(Bloomberg) -- Dollar General Corp. reported comparable sales that were better than the average analyst estimate, a sign that Chief Executive Officer Todd Vasos is having some early success in improving results after taking the helm for a second time in October.
The results come after the company cut its annual earnings forecast in August and said it was planning significant investments to improve the shopping experience. Two months later, Dollar General ousted former CEO Jeff Owen after less than a year in the role and cut sales guidance for a second time, noting a need to “restore stability and confidence.” Owen was replaced by Vasos, who served as CEO from 2015 to 2022 and oversaw a doubling in annual revenue.

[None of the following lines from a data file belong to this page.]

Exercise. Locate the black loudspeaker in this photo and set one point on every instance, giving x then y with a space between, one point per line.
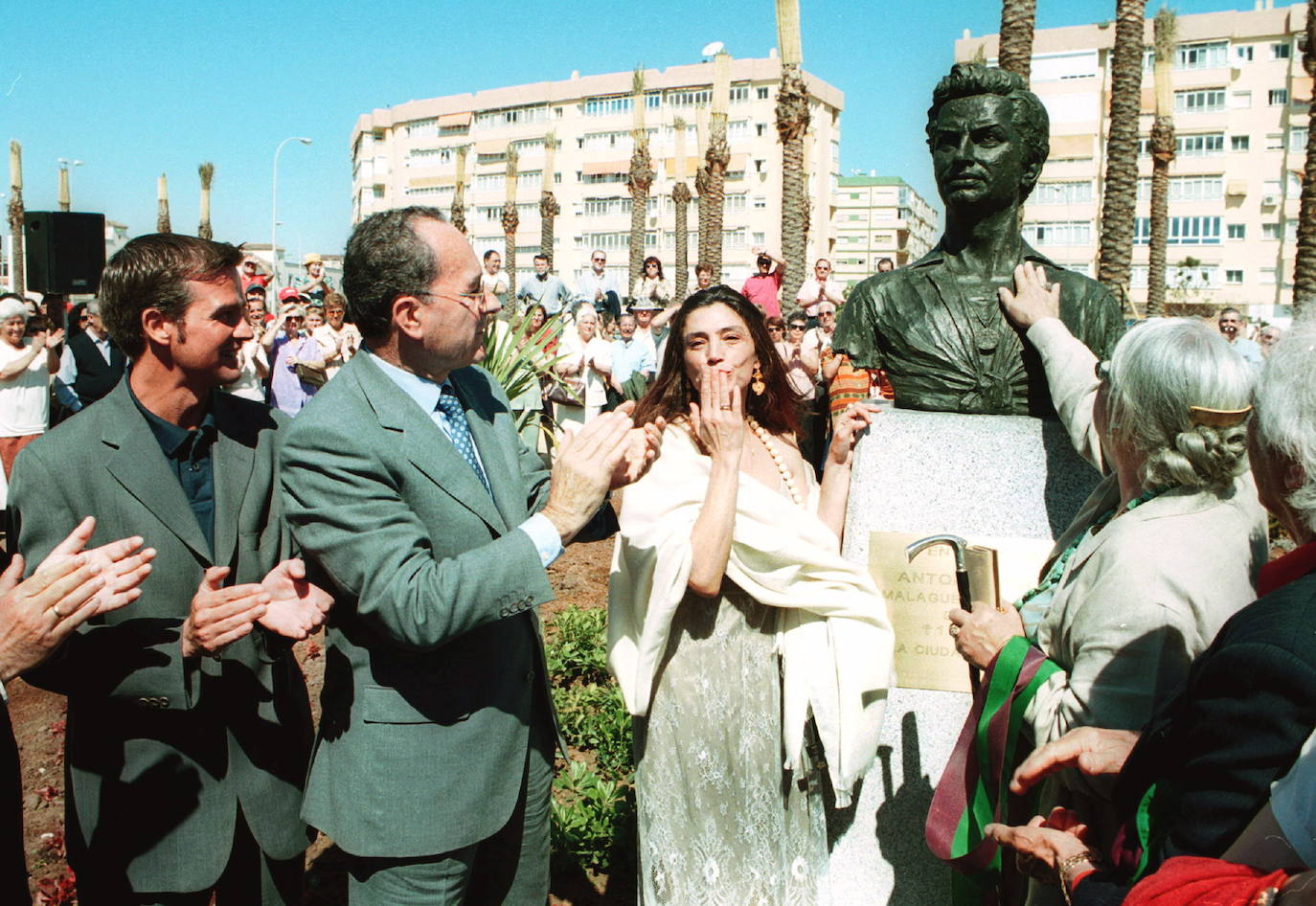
65 251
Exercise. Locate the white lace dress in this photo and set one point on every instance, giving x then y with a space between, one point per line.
720 821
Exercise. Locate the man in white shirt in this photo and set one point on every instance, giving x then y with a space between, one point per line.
338 339
599 288
816 289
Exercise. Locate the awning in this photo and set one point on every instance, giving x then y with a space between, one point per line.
598 169
692 168
429 182
1072 147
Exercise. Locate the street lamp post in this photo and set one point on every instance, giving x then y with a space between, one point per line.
274 209
65 204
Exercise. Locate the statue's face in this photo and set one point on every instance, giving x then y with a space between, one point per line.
978 155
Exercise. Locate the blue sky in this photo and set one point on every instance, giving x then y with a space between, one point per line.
141 87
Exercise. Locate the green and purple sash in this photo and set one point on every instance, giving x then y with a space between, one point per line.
974 789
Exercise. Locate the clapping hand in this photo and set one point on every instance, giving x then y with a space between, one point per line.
295 606
69 588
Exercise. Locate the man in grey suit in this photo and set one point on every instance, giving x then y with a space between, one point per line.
189 723
405 482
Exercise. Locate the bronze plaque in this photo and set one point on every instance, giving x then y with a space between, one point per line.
920 593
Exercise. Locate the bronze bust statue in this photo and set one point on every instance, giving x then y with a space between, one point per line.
936 327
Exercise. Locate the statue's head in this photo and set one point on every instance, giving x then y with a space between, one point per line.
988 137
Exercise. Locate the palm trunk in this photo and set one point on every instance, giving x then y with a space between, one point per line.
16 217
1162 152
162 224
1016 37
458 214
1305 267
640 178
207 172
1115 263
511 219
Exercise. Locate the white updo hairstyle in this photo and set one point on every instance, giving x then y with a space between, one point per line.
1158 371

“Over the last several weeks, we have spent significant time reviewing all areas of the business, and we have identified key opportunities for improvement both in the near term and over the longer term,” Vasos said in a statement.

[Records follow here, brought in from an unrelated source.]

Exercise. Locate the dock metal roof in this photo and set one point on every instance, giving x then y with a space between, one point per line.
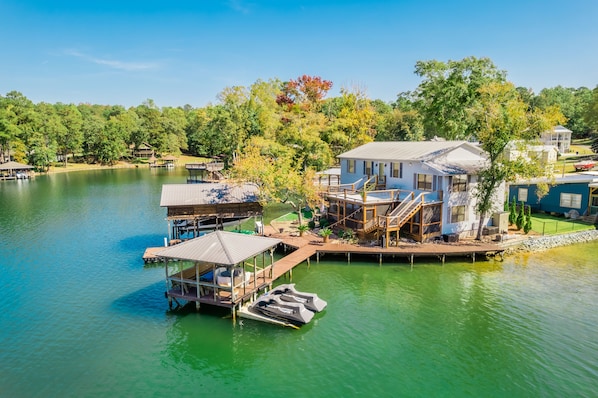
208 193
220 247
15 166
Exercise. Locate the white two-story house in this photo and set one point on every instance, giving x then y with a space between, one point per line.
417 189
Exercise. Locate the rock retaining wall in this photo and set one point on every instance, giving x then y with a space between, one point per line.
548 242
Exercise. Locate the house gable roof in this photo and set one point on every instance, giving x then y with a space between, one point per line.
447 157
401 150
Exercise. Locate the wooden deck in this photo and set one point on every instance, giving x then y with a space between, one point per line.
303 249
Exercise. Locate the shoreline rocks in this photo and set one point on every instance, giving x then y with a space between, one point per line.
533 244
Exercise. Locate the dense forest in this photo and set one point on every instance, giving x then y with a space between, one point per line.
293 118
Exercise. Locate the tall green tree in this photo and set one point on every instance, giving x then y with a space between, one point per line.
572 102
270 165
591 112
501 117
448 90
69 139
174 123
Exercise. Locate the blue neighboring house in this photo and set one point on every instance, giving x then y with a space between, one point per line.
568 194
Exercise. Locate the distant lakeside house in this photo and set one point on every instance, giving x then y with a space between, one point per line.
421 190
571 194
559 136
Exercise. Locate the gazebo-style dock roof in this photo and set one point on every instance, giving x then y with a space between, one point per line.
226 270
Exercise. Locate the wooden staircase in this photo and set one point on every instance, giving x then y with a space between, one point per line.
397 217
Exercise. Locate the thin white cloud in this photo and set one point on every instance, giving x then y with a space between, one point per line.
114 64
239 6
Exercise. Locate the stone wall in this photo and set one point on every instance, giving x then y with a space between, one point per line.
533 244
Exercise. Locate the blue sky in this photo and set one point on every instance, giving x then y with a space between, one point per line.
187 51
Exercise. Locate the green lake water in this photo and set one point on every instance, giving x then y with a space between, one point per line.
81 316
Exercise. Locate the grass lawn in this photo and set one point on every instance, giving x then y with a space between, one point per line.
545 224
293 216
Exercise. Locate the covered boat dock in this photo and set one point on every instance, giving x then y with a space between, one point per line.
193 208
15 171
227 269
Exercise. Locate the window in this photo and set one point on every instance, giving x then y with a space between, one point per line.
424 182
460 183
522 195
397 170
351 166
571 200
458 213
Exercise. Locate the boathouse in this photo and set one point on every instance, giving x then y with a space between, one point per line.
221 268
421 190
15 170
194 208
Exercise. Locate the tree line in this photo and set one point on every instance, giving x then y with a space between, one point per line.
293 119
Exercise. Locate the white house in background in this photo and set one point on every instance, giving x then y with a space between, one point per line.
418 189
559 137
545 154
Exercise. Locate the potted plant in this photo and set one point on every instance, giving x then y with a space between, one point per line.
325 233
302 228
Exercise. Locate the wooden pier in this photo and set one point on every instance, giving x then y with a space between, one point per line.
192 288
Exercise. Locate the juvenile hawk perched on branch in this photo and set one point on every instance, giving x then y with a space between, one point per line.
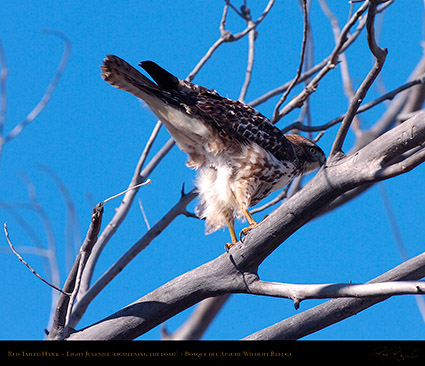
240 156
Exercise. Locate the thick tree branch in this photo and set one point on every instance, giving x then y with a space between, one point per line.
335 310
235 271
298 293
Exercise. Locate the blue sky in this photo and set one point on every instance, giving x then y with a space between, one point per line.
91 136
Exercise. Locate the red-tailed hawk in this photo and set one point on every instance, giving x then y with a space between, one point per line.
240 157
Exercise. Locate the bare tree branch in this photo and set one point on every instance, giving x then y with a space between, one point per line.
49 91
235 271
28 266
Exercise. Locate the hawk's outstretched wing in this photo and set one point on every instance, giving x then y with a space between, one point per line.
230 119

The shares rose 1.2% in New York trading at 9:48 a.m. Dollar General shares are down 46% from the start of the year through Wednesday’s close, compared with an 18% gain for the S&P 500 Index.
Adjusted earnings in the third quarter fell to $1.26 a share, better than analysts expected but the lowest in five years. Vasos cited a “significant headwind” from inventory shrink, the industry’s term for products lost to theft, damage or errors.
Same-store sales fell 1.3%, a second-straight decline and the steepest drop in two years.
While dollar stores across the US have been largely resilient as high inflation has consumers looking for deals, Dollar General has struggled with store safety, employee retention and merchandising in recent years. In the third quarter, competitor Dollar Tree reported an increase in comparable sales, suggesting that Dollar General’s woes are related to company-specific challenges rather than macroeconomic factors.